L’autre jour à bord d’un taxi, deux citoyens s’étaient engagés dans une discussion fort animée autour de ces démolitions entreprises par l’Hôtel de Ville. L’un les a catégoriquement condamnées. Pour lui, le gouvernorat de la Ville de Kinshasa est en train de fouler aux pieds les droits de l’Homme. Car, poursuit-il, toutes ces victimes de démolition brandissent des certificats d’enregistrement en bonne et due forme délivrés par les services cadastraux qui relèvent du ministère des Affaires foncières. Si ces documents seraient maffieux qu’on poursuive les agents qui les ont délivrés en lieu et place de pénaliser de pauvres gens qui ont englouti autant d’argent pour se construire une mai­son ou loge toute sa famille.

L’autre, par contre, se prononce en faveur de ces dé­molitions qui, de prime abord, est l’expression de la restauration de l’autorité de l’Etat longtemps méconnue dans ce pays. Il renchérit en disant que c’est vrai que les agents et fonctionnaires du ministère des Affaires foncières sont des gens cupides jusqu’à la moelle épinière et qu’ils sont condamnables parce qu’ils boutiquent des maisons pour se faire des sous, mais il est vrai qui achètent sont des naïfs.

Il y a des endroits où il est de notoriété  publique qu’à petit pas y construire de peur de tomber sous des mesures de démolition. En dépit de ces observa­tions toute fondées, on s’acharne à construire en vers et contre tout. Ceux qui sont plus pédants ne s’empêchent pas de lancer à qui veut lui faire des remarques un refrain devenu courant lors de la 2è République Yo motu okobongisa mboka yango ?(traduisez est-ce que c’est toi qui vas arranger ce pays ?)

Et puis le premier protagoniste reprend en disant qu’on ne détruit que les sites où les pauvres ou mieux les gens noms nantis ont construit alors lorsqu’on laisse chez las nantis qui ont une parcelle de pouvoir dans le pays. L’autre reprend en le contredisant en ces termes: “Mais, ce n’est pas vrai ce que tu dis là vas voir le genre des maisons qui sont tombées au site « Tembe na tembe » et tu vas écar­quiller les yeux; et même celles qui sont tombées au site Inga à Bandalungwa ne sont pas des moindres.

Et tu verras aussi que les belles villas qui sont situées sur le site à côté de la voix du Peuple subiront le même sort car certain là appartient à l’Institut facultaire des Sciences de l’infor­mation et de la Communication, en sigle Ifasic. Et ce, en dépit du fait que beaucoup d’autorités de tous les horizons (ministres, généraux, hauts magistrats,) y ont construit. Beaucoup avaient hésité, mais lorsqu’ils ont vu et constaté le laxisme de la hiérarchie, ils ont suivi le mouvement gé­néral ».

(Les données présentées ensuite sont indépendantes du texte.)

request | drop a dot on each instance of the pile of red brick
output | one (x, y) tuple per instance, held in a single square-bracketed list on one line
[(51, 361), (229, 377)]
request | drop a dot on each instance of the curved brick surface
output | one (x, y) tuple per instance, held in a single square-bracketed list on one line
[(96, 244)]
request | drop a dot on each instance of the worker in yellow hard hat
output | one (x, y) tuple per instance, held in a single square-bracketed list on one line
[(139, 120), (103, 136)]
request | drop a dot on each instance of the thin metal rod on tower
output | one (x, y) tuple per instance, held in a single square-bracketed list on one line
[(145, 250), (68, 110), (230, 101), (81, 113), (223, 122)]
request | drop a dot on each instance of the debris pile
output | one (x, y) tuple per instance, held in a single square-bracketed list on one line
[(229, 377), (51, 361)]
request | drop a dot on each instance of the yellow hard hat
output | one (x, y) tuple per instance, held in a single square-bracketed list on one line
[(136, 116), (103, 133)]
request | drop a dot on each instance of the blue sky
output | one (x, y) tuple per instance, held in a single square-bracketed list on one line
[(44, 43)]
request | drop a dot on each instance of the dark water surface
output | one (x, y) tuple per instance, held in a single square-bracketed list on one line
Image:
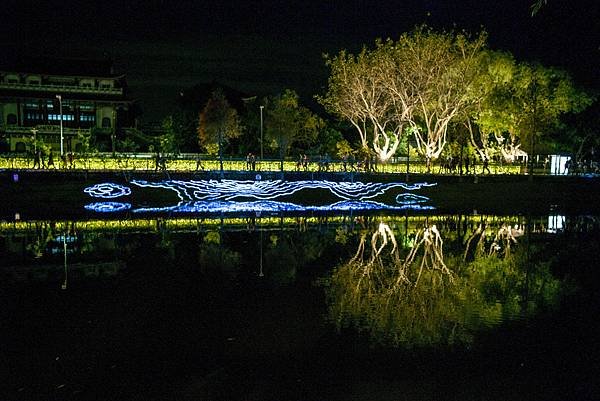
[(377, 307)]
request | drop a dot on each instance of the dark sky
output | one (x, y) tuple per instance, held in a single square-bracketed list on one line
[(264, 46)]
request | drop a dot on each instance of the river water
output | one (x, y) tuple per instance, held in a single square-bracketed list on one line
[(405, 305)]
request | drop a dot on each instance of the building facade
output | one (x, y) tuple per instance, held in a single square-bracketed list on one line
[(42, 101)]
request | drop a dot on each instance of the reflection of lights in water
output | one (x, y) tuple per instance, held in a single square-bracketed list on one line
[(232, 189), (107, 190), (273, 206), (556, 223), (108, 207)]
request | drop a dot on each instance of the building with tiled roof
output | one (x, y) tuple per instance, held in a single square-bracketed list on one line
[(44, 99)]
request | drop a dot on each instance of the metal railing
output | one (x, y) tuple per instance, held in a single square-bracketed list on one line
[(147, 162)]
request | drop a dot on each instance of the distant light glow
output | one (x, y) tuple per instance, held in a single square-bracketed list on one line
[(232, 189), (556, 223), (107, 190), (108, 207)]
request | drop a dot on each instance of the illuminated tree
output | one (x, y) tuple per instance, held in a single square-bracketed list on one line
[(287, 122), (367, 91), (218, 123), (422, 81), (523, 102), (443, 70)]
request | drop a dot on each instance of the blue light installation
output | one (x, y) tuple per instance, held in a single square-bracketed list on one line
[(232, 189), (212, 196)]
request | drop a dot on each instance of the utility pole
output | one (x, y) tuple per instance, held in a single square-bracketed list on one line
[(59, 97)]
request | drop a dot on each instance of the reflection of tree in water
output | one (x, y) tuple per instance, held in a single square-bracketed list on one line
[(425, 298), (44, 234), (397, 299), (489, 240)]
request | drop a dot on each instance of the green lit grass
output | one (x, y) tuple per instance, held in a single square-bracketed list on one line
[(129, 163)]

Le premier reprend: “Jamais, ce site ne sera détruit car une  forte pression est en train  d’être exercé en haut lieu pour qu’on passe outre “. Le deuxième contre-attaque en faisant comprendre à l’autre que nul n’est au-dessus de la loi. Tout le monde, du président de la République jus­qu’au derniers des huissiers,  est égal devant la loi. Et il en a profité pour raconter à son interlocuteur une anec­dote : Lors de la destruction du site Socopao, les habi­tants étaient sûrs qu’ils seraient épargnés parce qu’un gé­néral (on tait son nom) y avait construit. Quand le bulldo­zer est arrivé, la première maison détruite était celle du général avec tous les effets dedans. Cela a donné du frisson et de la chair de poule aux autres qui ont commencé rapidement à faire sortir les biens. C’est vous dire que la loi est dure mais c’est la loi“.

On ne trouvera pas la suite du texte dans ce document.